Mit Messern verübte Verbrechen ereignen sich auf öffentlichen Plätzen, Radwegen, in Hotels, Parks, in öffentlichen Verkehrsmitteln, Schulen, Supermärkten und Bahnhöfen.

Viele Deutsche haben das Gefühl, dass die Gefahr hinter jedem Busch, hinter jeder Straßenecke, am Fuß jeder Rolltreppe lauert. (siehe Mordversuch von Nürnberg)

Das Bundeskriminalamt spricht aktuell von mehr als 500 terroristischen Gefährdern und ungefähr 360 „relevanten Personen“, also mutmaßlichen Unterstützern. Aber das ist nur ein Teil des Spektrums der Salafisten – inzwischen zählt man fast 9000. Nicht einmal mit diesen Leuten kommen Verfassungsschutz und Polizei zurecht (siehe Fall Anis Amri).

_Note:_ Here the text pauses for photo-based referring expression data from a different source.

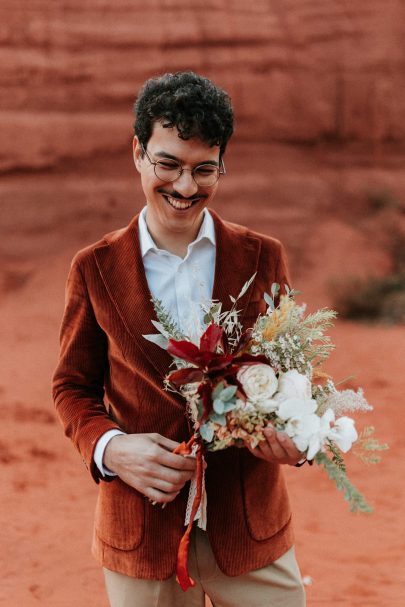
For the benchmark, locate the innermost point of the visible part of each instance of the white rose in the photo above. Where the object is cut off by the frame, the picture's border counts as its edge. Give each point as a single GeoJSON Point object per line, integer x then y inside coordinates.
{"type": "Point", "coordinates": [258, 381]}
{"type": "Point", "coordinates": [343, 433]}
{"type": "Point", "coordinates": [294, 385]}
{"type": "Point", "coordinates": [302, 424]}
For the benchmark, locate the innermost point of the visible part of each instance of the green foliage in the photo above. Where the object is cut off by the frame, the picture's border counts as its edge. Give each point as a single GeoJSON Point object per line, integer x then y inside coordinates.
{"type": "Point", "coordinates": [337, 457]}
{"type": "Point", "coordinates": [165, 319]}
{"type": "Point", "coordinates": [356, 500]}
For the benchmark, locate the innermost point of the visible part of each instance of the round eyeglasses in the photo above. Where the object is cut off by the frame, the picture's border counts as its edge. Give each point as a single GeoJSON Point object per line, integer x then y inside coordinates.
{"type": "Point", "coordinates": [204, 175]}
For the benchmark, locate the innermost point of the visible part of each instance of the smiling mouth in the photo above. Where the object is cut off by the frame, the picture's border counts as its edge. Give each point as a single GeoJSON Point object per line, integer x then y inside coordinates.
{"type": "Point", "coordinates": [179, 205]}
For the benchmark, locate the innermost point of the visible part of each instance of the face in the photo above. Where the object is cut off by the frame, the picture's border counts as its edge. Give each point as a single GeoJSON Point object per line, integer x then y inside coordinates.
{"type": "Point", "coordinates": [174, 208]}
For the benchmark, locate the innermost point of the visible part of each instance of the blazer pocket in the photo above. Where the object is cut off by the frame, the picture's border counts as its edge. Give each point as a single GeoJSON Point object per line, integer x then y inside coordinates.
{"type": "Point", "coordinates": [120, 514]}
{"type": "Point", "coordinates": [266, 503]}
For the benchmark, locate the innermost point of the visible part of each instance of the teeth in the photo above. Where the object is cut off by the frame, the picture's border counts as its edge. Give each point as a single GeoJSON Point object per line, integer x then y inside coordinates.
{"type": "Point", "coordinates": [177, 204]}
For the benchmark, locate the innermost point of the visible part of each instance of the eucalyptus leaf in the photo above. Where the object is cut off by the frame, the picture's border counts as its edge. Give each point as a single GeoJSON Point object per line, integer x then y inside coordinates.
{"type": "Point", "coordinates": [246, 286]}
{"type": "Point", "coordinates": [269, 300]}
{"type": "Point", "coordinates": [229, 405]}
{"type": "Point", "coordinates": [218, 419]}
{"type": "Point", "coordinates": [218, 406]}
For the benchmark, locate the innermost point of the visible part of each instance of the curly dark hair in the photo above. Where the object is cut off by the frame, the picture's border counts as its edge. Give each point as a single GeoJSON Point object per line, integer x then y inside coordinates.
{"type": "Point", "coordinates": [191, 103]}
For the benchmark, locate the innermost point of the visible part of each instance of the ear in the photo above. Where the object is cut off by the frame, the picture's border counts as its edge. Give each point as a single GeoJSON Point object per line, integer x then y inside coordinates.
{"type": "Point", "coordinates": [137, 153]}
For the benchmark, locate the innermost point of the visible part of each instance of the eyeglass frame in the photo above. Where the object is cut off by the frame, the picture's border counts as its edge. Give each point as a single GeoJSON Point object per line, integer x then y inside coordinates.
{"type": "Point", "coordinates": [221, 169]}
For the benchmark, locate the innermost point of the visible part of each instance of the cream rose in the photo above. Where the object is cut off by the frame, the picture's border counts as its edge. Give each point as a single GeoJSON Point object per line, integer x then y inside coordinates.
{"type": "Point", "coordinates": [258, 381]}
{"type": "Point", "coordinates": [294, 385]}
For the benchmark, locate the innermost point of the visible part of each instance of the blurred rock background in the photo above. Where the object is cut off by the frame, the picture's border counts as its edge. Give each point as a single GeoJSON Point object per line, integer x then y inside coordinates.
{"type": "Point", "coordinates": [318, 88]}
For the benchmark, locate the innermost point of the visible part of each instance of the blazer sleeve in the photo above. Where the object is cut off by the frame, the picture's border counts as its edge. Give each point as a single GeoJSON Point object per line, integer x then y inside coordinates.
{"type": "Point", "coordinates": [282, 272]}
{"type": "Point", "coordinates": [78, 382]}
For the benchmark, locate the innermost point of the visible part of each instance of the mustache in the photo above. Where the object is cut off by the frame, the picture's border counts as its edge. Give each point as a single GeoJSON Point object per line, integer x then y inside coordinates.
{"type": "Point", "coordinates": [174, 194]}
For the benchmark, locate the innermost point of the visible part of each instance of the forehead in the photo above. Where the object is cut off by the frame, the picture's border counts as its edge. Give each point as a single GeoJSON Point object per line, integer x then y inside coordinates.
{"type": "Point", "coordinates": [191, 151]}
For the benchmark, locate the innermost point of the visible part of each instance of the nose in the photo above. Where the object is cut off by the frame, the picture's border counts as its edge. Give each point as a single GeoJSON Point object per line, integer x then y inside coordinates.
{"type": "Point", "coordinates": [185, 184]}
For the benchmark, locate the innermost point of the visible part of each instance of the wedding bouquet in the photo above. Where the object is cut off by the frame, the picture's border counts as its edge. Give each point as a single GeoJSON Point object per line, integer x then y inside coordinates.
{"type": "Point", "coordinates": [236, 383]}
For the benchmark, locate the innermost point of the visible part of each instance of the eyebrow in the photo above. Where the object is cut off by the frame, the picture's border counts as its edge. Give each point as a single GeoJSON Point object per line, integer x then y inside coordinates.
{"type": "Point", "coordinates": [163, 154]}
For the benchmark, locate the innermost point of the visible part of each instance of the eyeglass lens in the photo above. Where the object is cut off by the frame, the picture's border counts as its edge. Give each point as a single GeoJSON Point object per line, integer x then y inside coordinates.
{"type": "Point", "coordinates": [170, 170]}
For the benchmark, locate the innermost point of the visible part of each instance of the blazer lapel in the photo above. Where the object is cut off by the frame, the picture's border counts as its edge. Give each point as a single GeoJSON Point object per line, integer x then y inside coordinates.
{"type": "Point", "coordinates": [120, 264]}
{"type": "Point", "coordinates": [237, 259]}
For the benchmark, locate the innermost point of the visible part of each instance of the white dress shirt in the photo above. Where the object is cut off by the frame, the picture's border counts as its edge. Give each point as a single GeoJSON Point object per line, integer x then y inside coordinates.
{"type": "Point", "coordinates": [181, 284]}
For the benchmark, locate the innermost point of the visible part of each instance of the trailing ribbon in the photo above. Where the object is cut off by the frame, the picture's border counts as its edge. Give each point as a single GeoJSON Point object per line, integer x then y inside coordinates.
{"type": "Point", "coordinates": [182, 575]}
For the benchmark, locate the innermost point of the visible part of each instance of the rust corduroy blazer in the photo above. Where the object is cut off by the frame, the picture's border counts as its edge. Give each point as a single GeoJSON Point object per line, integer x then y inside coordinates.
{"type": "Point", "coordinates": [109, 376]}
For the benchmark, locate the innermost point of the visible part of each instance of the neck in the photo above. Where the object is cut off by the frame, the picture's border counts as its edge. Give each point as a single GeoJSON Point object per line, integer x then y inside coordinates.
{"type": "Point", "coordinates": [173, 242]}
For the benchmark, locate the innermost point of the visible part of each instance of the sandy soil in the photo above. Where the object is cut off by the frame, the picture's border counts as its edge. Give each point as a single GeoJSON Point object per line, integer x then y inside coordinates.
{"type": "Point", "coordinates": [48, 497]}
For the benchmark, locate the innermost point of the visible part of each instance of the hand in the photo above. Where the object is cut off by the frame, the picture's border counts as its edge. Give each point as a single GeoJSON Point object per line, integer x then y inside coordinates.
{"type": "Point", "coordinates": [146, 463]}
{"type": "Point", "coordinates": [278, 448]}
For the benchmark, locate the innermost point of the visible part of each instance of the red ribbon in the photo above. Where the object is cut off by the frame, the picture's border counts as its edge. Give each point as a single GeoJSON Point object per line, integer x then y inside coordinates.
{"type": "Point", "coordinates": [183, 577]}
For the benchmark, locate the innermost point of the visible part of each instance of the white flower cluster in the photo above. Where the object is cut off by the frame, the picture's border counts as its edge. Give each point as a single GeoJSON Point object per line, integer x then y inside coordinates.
{"type": "Point", "coordinates": [289, 398]}
{"type": "Point", "coordinates": [284, 353]}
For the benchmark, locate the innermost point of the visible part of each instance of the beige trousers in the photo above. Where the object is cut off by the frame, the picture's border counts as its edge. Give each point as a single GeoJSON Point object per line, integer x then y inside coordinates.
{"type": "Point", "coordinates": [277, 585]}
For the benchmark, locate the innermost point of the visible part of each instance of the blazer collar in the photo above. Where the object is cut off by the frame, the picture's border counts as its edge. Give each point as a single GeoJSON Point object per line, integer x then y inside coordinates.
{"type": "Point", "coordinates": [120, 265]}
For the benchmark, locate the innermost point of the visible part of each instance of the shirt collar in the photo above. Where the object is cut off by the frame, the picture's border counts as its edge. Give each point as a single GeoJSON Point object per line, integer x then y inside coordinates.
{"type": "Point", "coordinates": [207, 231]}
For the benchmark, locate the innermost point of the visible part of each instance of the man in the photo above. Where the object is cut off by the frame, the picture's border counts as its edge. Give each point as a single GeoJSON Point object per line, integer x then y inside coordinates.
{"type": "Point", "coordinates": [108, 385]}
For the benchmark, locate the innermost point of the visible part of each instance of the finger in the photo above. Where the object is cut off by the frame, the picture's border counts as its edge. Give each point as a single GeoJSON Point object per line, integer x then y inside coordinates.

Dagegen steht das Heer Tausender Migranten, die vor keiner Gewalt Halt machen und als psychisch kranke „Einzeltäter“ verharmlost werden.

Nein, sie treten auch in Gruppen auf, überfallen, vergewaltigen Frauen; gefährden Bahnreisende; Fahrkartenkontrolleure; Bedienstete der Sozialämter, der Tafeln, Flüchtlingshelfer und schrecken selbst vor der Polizei nicht zurück.

Merkels Einwanderungspolitik der offenen Tür hat einen Teufelskreis von Gewalt in Gang gesetzt. (Gatestone Institute hat dazu eine erschreckende Liste zusammengestellt).

Die Unterdrückung der Berichterstattung über Ursachen und Auswirkungen kann nur als Schuldanerkenntnis gewertet werden. Konsequenzen finden nicht statt. Bodenlose Unfähigkeit oder absichtliche Zerstörung der deutschen Gesellschaft könnten dahinter stecken.

Was jedem einzelnen Bürger abverlangt wird, kann im Strafgesetzbuch unter § 323c nachgelesen werden: Unterlassene Hilfeleistung; Behinderung von hilfeleistenden Personen

Hilfeleistung ist nach dem Gesetz bei sogenannten Unglücksfällen nötig. So ein „Unglücksfall“ ist erst einmal jedes plötzlich eintretende Ereignis, aus dem sich eine erhebliche Gefahr für die Gesundheit oder das Leben von Menschen ergibt. Auch bei Gefahren für wertvolle Sachen besteht eine Pflicht zur Hilfe.

Wenn andere Personen angegriffen werden, zum Beispiel bei einer Vergewaltigung, ist Hilfe grundsätzlich Pflicht. (dejure.org)

 Das teuflische ist, dass bestraft wird, wer im Falle von Bedrohung für Leib, Leben oder Sachen bei der Gefahrenabwehr das Maß des Zumutbaren überschreitet. Was zumutbar ist, obliegt der Einschätzung der Rechtsprechung und die ist abhängig von der Beweislage – sprich: der Menge der Zeugen, die beigebracht oder nicht beigebracht werden können.

Zeugen müssen sein.

Da im Notfall auf das rechtzeitige Eintreffen der Polizei nicht zu zählen ist, bleibt die Konsequenz einer Aktionsgemeinschaft SICHERHEIT – der Begriff „Bürgerwehr“ liegt auf der Hand.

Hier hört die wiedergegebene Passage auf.